Palestinians complain bitterly of land lost over the past decades of Mideast conflict. The exodus from Yanun is believed to be the first time in recent years that Palestinians have abandoned an entire village because of the conflict.

Confrontations between Jewish settlers and Palestinians often fall into a murky legal area, with the Israeli army, the police and the military's civil administration in the territories all being involved.

An Israeli army spokesman, who insisted his name not be used, said soldiers try to prevent conflict between settlers and Palestinians, but that forces are primarily in the area to protect Israelis from attacks by Palestinian militants.

Spokesmen for the police and the civil administration could not be reached Friday evening, the beginning of the Jewish sabbath.

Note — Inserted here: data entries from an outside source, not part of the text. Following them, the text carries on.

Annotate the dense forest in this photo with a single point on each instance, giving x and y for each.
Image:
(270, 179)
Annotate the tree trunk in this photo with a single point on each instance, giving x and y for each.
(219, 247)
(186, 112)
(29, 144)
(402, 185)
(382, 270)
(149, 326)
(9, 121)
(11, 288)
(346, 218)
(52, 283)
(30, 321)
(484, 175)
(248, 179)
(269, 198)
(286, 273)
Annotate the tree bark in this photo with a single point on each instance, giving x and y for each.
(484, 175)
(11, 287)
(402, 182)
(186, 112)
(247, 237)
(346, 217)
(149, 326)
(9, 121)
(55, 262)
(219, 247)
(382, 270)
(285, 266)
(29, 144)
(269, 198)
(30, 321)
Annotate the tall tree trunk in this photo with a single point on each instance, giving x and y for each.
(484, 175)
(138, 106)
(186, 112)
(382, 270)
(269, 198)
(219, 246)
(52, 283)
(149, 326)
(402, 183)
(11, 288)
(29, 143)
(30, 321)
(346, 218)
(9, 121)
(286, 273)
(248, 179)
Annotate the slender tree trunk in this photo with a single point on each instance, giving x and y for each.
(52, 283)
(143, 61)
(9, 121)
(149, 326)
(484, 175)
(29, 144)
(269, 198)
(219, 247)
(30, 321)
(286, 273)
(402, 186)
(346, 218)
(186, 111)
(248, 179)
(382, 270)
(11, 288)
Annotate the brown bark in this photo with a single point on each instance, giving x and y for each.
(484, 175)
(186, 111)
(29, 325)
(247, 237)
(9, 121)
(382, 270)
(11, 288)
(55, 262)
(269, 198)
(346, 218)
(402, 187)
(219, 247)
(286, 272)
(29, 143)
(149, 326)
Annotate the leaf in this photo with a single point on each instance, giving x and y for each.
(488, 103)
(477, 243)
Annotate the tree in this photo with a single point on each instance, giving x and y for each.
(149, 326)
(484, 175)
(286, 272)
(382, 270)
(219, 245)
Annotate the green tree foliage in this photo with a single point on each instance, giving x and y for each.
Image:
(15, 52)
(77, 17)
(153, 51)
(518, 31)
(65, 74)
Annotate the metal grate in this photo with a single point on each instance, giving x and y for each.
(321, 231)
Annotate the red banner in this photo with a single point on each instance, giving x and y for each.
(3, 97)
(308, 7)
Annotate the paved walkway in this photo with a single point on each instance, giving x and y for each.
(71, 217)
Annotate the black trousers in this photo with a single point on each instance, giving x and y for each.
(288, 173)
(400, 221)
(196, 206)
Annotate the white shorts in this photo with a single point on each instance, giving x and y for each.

Phone calls to the Settler's Council, an umbrella group for the settlers, also went unanswered Friday.

The nearby Jewish settlement of Itamar, about six miles west, was attacked by a Palestinian gunman June 20. Five Israelis were killed and eight were injured before the gunman was shot dead.

The residents of Yanun have not been linked to that attack or other violence.

More than 200,000 Jews live in about 150 settlements in the West Bank and Gaza Strip -- lands that are home to 3 million Palestinians, who hope to establish a state on the territory Israel conquered in the 1967 Mideast War.

Most settlements have been built with the approval of Israel's government, though the practice has been widely criticized internationally. In addition, some settlers have set up new outposts without government approval, putting up trailer homes and makeshift structures in the hope they eventually will get government authorization.

Yanun is an isolated valley hamlet flanked by two illegal outposts on nearby hilltops. The nearest settlement approved by the Israeli government is Itamar.

In Yanun, the men cried as they got into two cars to leave for the larger nearby village of Aqraba, where they believe there will be safety in numbers. They will live with relatives there or move into rented apartments.

"Death would be easier than leaving," Kamal Sobih said, describing his attachment to the land where generations of his family have lived. "But there is no choice."

He said he often spent nights keeping watch for attackers from his windows.

Ahmed Sobih, an elderly man, sat in the back seat of one car, an Arab head scarf covering his right eye. He said he lost sight in the eye after a beating by an Israeli settler.

He was tending sheep on the hillside when a stranger approached. Sobih, mistaking the man for someone from a neighboring Arab village, went to shake hands with the man and offer him a cigarette but he instead was beaten with his own walking stick, he said.

As they packed up, two children led sheep out of the village.

The village chief, Abdelatif Sobih, was the last to go, packing up his rickety Volkswagen Beetle. He said he has been attacked seven times and his wife, Raideh, threatened to leave him if they did not abandon the place.

"I kept urging the people not to leave, but they did, one by one," he said, crying. "They left me without a choice. I'm blaming my people as well (as the settlers) because they left me alone."

He drove off, leaving the village empty. They left behind almost nothing. Three old tires lay in front of a house. Some sheep munched grass nearby -- the owner of the flock plans to come back for them in coming days, the departing resident said.

They also leave behind hundreds of valuable olive trees.

In Aqraba, a bumpy 10-minute drive down a winding road, Abdelatif Sobih and his family unpacked their belongings on the porch of his brother's old house, a cramped building in disrepair.

One of his children, Bara, 6, carefully took from the car a homemade bird cage sheltering two small charcoal-colored birds and carried it into the new home.